In the past few decades, the Maya Biosphere Reserve has faced growing threats from human activities including illegal logging, slash and burn agriculture, and ranching in protected areas, along with drug trafficking, poaching, and looting of Maya artifacts.
In 2009, WCS and Conservation International began working with Guatemala's Protected Areas council to set up a conservation incentives payment system that had local communities design economic incentives to help stem deforestation.

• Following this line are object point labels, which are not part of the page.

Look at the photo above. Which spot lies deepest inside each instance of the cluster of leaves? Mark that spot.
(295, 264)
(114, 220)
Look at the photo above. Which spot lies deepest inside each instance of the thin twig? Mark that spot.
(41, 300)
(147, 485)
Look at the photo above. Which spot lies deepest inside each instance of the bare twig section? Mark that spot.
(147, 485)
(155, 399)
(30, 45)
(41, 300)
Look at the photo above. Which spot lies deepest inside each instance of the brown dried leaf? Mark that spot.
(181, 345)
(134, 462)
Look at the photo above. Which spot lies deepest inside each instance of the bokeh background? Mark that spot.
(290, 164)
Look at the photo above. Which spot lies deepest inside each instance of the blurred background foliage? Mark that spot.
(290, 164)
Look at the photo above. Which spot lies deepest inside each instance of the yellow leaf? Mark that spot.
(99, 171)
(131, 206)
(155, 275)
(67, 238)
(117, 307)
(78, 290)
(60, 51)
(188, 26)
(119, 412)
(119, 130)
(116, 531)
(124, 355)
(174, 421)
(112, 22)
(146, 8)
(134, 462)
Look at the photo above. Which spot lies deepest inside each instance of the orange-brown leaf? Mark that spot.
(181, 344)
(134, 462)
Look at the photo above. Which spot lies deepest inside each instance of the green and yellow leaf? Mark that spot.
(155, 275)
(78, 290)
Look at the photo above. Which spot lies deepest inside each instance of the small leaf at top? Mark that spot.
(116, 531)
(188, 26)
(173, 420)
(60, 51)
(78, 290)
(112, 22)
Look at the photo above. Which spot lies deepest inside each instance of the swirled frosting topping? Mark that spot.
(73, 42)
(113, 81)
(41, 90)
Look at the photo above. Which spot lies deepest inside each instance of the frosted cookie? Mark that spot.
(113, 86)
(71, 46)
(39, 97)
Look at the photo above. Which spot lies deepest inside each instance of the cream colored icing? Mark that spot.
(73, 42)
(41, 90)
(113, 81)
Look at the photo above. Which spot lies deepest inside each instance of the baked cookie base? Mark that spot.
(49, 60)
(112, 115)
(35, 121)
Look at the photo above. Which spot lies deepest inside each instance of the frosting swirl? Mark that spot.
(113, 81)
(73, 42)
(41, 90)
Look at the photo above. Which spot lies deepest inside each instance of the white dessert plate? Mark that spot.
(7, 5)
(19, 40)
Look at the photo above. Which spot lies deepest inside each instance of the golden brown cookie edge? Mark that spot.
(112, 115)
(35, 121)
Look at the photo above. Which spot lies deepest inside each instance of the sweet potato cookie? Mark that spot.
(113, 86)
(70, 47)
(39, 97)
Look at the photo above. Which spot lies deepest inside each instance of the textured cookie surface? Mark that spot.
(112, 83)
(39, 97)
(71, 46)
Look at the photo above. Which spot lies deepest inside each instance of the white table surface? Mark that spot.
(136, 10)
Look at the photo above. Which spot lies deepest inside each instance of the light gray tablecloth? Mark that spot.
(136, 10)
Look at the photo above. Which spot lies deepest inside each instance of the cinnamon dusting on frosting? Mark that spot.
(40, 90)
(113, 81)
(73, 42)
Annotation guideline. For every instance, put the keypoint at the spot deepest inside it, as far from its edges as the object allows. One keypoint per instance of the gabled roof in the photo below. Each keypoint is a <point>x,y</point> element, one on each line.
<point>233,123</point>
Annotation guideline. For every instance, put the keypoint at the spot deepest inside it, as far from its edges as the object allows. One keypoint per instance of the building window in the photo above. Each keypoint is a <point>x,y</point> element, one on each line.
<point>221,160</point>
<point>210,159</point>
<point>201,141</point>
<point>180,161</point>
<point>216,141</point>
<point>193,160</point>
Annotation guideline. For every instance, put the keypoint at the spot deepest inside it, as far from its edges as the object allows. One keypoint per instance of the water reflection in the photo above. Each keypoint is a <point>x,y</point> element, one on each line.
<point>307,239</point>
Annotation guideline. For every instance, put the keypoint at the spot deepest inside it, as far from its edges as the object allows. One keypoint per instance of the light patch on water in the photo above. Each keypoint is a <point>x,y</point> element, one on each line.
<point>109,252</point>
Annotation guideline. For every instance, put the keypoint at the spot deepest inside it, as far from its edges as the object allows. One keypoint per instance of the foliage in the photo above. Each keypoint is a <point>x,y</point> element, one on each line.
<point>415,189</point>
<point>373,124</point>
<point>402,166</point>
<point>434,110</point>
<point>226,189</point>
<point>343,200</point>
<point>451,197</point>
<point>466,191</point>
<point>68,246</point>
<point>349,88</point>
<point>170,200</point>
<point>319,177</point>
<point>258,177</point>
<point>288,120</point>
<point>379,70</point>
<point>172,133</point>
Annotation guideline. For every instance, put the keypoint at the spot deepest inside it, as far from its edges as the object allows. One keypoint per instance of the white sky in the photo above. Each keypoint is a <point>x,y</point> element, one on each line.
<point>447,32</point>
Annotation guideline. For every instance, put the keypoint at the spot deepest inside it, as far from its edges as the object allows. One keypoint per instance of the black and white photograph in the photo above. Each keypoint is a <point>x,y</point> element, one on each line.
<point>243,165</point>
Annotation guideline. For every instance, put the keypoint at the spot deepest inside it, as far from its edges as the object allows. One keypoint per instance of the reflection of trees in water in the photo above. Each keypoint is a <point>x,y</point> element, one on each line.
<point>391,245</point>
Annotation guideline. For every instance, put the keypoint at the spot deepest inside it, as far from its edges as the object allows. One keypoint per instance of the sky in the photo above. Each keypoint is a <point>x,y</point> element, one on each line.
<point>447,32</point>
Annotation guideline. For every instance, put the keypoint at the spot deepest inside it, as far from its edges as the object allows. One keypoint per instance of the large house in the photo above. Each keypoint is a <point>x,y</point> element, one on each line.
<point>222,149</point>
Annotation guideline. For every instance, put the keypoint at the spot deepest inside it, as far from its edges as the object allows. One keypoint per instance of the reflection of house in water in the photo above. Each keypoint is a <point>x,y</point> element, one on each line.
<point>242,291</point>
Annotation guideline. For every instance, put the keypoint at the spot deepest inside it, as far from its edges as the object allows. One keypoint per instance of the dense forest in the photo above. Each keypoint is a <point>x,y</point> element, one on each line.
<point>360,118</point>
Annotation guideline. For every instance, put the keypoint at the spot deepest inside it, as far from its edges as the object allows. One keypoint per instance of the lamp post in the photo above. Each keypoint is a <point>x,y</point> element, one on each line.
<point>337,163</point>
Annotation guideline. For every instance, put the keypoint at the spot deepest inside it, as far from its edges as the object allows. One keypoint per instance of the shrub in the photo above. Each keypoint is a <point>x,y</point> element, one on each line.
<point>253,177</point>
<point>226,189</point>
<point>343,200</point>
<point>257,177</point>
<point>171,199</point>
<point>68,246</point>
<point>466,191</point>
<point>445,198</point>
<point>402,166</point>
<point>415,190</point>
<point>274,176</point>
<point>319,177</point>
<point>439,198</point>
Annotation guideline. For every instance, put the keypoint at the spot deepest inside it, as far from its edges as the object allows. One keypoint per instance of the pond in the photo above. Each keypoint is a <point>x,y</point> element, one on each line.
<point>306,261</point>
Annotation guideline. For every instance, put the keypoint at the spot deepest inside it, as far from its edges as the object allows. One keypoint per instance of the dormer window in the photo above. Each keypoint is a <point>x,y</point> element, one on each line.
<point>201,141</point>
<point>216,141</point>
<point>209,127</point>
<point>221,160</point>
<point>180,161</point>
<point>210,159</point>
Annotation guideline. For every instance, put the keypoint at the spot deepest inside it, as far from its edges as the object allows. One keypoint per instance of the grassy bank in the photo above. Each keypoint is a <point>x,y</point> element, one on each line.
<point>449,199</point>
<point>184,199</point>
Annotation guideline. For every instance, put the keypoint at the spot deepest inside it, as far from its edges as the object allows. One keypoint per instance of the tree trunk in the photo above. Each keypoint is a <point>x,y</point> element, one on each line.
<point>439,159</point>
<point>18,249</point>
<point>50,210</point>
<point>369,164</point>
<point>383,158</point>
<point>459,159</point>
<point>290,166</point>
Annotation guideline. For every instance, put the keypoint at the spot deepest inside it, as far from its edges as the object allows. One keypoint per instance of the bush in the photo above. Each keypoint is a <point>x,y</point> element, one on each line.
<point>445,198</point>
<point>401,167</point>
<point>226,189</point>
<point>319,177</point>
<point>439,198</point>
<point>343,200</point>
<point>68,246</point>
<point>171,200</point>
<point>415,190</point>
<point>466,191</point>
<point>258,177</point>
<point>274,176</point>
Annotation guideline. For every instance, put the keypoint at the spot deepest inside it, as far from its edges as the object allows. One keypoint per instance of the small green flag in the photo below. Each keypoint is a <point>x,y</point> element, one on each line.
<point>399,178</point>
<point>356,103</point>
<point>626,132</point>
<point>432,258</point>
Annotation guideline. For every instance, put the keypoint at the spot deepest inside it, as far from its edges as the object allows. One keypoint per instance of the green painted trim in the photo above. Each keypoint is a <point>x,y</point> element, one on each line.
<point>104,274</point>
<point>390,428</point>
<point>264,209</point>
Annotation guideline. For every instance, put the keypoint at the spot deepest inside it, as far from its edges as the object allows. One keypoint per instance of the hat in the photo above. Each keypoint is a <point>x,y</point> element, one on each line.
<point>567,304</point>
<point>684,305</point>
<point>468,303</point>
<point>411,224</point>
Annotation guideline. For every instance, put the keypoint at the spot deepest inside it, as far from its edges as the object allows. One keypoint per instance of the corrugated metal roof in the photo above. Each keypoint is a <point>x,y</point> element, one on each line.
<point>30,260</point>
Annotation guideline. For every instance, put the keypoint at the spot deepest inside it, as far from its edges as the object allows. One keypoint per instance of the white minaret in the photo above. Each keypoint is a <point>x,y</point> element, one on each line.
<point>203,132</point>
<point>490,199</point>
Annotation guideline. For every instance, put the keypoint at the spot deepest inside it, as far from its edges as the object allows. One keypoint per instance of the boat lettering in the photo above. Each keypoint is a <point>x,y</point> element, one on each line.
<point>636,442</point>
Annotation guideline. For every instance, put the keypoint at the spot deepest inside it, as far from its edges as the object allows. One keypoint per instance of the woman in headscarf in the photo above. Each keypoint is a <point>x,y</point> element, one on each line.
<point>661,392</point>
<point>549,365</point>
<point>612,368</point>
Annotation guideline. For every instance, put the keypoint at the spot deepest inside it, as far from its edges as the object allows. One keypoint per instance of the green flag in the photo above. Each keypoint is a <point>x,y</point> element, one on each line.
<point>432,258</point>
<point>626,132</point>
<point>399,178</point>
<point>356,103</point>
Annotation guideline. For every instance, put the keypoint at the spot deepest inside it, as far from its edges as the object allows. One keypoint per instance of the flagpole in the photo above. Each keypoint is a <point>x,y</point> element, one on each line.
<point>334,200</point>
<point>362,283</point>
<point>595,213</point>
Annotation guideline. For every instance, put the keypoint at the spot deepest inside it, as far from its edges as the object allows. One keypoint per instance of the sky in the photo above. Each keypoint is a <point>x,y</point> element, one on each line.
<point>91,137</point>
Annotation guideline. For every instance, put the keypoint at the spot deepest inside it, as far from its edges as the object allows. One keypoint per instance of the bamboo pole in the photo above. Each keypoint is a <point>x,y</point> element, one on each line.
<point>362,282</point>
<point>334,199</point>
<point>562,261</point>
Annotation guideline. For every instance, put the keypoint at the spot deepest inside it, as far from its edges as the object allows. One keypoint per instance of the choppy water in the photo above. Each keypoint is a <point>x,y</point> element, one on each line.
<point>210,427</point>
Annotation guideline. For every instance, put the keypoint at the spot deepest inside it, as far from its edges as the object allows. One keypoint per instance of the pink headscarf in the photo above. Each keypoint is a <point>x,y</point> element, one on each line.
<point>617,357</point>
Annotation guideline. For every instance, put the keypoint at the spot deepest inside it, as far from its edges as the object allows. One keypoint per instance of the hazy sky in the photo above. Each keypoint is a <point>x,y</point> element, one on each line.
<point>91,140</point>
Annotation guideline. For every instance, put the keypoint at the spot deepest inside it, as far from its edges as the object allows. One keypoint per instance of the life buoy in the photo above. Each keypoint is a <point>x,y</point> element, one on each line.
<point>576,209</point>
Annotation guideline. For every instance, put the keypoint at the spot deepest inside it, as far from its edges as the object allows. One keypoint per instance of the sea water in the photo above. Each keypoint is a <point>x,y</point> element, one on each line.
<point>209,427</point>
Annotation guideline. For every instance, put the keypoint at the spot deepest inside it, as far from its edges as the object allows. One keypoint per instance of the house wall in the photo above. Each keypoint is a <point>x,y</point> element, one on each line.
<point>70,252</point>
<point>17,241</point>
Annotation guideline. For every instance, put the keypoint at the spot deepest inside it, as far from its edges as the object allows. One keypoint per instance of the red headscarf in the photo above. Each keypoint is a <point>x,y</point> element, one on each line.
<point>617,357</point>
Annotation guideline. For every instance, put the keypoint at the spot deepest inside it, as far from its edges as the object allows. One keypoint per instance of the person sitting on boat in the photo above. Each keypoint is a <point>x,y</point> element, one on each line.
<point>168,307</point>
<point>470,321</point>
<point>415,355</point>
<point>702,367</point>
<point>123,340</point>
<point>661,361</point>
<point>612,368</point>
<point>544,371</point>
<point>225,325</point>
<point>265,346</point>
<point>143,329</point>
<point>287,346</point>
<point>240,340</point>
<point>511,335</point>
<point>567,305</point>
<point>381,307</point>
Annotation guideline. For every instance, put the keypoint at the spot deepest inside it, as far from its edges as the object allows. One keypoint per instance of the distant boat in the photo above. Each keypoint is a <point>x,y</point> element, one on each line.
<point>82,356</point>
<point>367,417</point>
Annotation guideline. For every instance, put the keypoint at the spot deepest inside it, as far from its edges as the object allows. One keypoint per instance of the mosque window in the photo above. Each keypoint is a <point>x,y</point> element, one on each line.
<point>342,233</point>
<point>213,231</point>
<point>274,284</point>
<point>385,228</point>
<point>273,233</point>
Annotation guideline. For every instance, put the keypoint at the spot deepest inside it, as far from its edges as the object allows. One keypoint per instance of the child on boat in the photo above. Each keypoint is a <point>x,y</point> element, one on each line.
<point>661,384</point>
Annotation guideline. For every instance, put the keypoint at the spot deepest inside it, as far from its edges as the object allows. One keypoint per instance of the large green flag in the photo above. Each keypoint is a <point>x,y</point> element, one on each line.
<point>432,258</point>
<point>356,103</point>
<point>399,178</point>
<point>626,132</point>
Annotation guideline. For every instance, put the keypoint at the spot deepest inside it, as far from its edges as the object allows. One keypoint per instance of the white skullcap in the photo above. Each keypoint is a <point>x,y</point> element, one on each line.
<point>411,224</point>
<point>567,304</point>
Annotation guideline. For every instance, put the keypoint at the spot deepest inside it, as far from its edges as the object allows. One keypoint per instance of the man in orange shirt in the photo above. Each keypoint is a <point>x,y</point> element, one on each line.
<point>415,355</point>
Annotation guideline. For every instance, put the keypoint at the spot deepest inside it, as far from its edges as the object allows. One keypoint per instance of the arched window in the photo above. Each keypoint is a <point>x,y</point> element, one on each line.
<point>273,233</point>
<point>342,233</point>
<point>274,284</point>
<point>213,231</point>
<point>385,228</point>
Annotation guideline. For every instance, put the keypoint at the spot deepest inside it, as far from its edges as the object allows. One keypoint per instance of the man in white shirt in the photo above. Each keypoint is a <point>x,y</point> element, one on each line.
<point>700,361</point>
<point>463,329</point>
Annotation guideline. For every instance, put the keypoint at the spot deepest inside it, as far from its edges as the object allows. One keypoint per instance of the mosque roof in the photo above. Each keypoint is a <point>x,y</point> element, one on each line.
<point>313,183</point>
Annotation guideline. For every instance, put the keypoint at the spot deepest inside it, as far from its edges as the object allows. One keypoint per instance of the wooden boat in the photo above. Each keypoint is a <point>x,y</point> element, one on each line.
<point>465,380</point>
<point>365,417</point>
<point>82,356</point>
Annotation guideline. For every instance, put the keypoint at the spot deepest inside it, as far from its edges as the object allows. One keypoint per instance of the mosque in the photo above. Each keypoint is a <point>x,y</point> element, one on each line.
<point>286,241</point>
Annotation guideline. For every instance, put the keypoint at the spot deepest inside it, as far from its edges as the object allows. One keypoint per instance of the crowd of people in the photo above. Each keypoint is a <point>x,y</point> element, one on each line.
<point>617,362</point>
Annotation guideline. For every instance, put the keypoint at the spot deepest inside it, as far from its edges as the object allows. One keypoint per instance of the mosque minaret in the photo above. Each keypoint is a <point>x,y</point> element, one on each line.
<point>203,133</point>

These "conservation agreements" are a contract between the local communities, the Guatemalan government, NGOs and donors.
This new agreement for the community of Carmelita is the third one in the Maya Biosphere Reserve.
"Conservation Agreements are a win-win for both the people and wildlife of the Maya Biosphere Reserve," said Julie Kunen, director of WCS's Latin America and Caribbean Program. "The agreements address pressing development needs and provide real incentives for the people living in and around the reserve to protect its animals and conserve its forests."
The Maya Biosphere Reserve, located in Petén, Guatemala, spans nearly 5 milllion acres and is home to some of the world's most important archaeological sites, as well as diverse ecosystems with a vast array of flora and fauna.
The new agreement with Carmelita, which is located in the center of the serve at the gateway to the renowned archaeological site of El Mirador, was signed on March 9.